The epidemic has killed more than 3,800 in West Africa since the first cases were reported late last year, according to the World Health Organization, the number of cases reported has escalated in recent weeks.
In a videoconference call to a World Bank meeting in Washington Thursday, Sierra Leone President Ernest Bai Koroma pleaded with the international community to speed up aid shipments. "Our people are dying," he said, from "a tragedy unforeseen in modern times."

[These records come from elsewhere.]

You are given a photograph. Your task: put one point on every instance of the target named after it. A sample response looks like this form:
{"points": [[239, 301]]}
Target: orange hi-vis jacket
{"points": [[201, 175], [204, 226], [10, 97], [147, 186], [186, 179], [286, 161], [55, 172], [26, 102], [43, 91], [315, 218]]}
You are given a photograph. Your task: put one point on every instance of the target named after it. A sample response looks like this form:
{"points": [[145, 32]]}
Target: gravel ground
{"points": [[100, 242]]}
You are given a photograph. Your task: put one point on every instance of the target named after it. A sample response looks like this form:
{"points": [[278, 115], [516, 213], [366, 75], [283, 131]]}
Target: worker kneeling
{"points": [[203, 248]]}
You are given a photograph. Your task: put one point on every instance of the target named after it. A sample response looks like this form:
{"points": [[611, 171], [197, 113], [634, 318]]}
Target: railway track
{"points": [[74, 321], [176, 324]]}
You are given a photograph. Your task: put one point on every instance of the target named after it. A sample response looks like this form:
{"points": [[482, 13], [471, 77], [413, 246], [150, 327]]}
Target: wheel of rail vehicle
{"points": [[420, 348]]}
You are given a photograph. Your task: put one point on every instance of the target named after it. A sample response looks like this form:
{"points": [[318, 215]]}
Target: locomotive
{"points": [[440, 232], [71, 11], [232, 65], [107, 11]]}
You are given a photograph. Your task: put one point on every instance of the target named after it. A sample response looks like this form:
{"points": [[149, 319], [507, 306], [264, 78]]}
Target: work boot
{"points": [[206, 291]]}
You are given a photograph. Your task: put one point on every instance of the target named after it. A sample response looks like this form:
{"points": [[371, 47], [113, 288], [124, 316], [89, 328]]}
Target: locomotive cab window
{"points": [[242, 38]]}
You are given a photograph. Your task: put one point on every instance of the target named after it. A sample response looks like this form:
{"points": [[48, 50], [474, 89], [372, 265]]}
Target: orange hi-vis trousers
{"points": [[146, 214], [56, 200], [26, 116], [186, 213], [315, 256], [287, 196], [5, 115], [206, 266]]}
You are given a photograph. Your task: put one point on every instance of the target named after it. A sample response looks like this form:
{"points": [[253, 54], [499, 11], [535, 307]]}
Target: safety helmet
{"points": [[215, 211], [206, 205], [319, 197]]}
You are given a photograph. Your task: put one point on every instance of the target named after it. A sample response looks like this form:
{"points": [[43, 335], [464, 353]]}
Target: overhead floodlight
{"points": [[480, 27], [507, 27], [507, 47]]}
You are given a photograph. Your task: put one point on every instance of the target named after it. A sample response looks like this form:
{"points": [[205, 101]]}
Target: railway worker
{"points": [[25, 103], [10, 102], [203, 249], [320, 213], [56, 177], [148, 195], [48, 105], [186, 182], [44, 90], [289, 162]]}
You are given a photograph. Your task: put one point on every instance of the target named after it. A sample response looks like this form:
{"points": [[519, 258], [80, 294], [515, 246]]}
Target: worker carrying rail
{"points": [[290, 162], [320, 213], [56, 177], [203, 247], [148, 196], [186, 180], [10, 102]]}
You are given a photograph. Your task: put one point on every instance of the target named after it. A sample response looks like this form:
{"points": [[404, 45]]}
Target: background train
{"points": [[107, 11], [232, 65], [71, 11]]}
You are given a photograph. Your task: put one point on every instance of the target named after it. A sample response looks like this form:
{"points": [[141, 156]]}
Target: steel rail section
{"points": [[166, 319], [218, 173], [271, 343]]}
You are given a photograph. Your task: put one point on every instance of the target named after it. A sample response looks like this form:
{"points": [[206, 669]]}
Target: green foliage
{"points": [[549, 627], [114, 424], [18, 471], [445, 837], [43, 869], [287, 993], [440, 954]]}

In a news conference Wednesday, Dr. Thomas Frieden, the director of the CDC said that the support of the military was vital to containing the epidemic.
"The challenge is how rapidly the disease is spreading," Frieden said. "It's going to be a long hard fight."
"We can't make the risk zero here" in the U.S. unless the disease is brought under control in West Africa, Frieden said.